Ford used the example of eating breakfast every day as a small, achievable goal to give yourself.
“It is one of the most important meals of the day,” she said, explaining how a healthy, well-balanced meal can provide sustainable energy throughout the day.
Ford said setting small goals makes overall growth and achievement more possible for someone trying to eat healthier.
Ford also used the example of using small steps to cut fast food out of your diet instead of quitting “cold turkey.”
“Some people will cut fast food out completely and they never miss it again. But most people will do it for the first couple months, but once they go back, the gate opens,” she said, recommending that people try and cut fast food out of their regular diet one day at a time.
If you eat fast food three times a week, cut it back to two days and so on, she said. Ford also explained that while fast food may not be the healthiest option, some items on the menu are better than others.

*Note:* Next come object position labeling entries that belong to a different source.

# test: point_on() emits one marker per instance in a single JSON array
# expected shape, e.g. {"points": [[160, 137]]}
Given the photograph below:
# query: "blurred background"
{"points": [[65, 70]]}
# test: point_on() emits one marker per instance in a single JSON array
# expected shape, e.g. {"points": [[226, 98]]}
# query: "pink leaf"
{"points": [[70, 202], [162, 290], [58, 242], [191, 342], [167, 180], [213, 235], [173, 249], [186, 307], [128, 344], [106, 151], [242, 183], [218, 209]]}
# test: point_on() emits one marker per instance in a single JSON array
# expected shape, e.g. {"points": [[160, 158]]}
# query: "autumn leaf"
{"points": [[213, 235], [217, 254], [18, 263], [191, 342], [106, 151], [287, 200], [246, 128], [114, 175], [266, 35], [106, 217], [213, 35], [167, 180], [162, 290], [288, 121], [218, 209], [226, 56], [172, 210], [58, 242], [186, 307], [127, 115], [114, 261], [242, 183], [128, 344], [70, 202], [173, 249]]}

“Always look at the menu and see your options to make a wise decision,” she said.
Along with cutting out fast food, Ford said it’s important for people to “eat with mindfulness” and pay attention to what they are eating.
“Another big part, along with that mindfulness, is actually trying to meal prep and thinking about balanced meals,” Ford said, mentioning that she teaches her patients the “plate method” when it comes to balanced meals. “Basically, half your plate is veggies, then there’s a source of protein and usually there’s a starch or carb. Thinking about a meal that way helps to balance it out and can help you feel full a little bit longer and make sure you’re getting a mix of fruits and vegetables and whole grains.”
While Ford works directly with diabetic patients at the Vancouver Clinic, she said it’s important for all people to eat a balanced, healthy diet that is low in sugar.
“Something that I usually discourage is sugar sweetened beverages. So, our sodas, our really sweet coffees, our energy drinks because they’re empty calories,” Ford said.
Ford said those who like to drink beverages high in sugar should try cutting the portion size down a little bit by pouring a smaller glass.
As for alcohol, Ford says to limit the intake as much as possible because it messes with blood sugars and sleep schedules.
“Just, be mindful about it,” she said.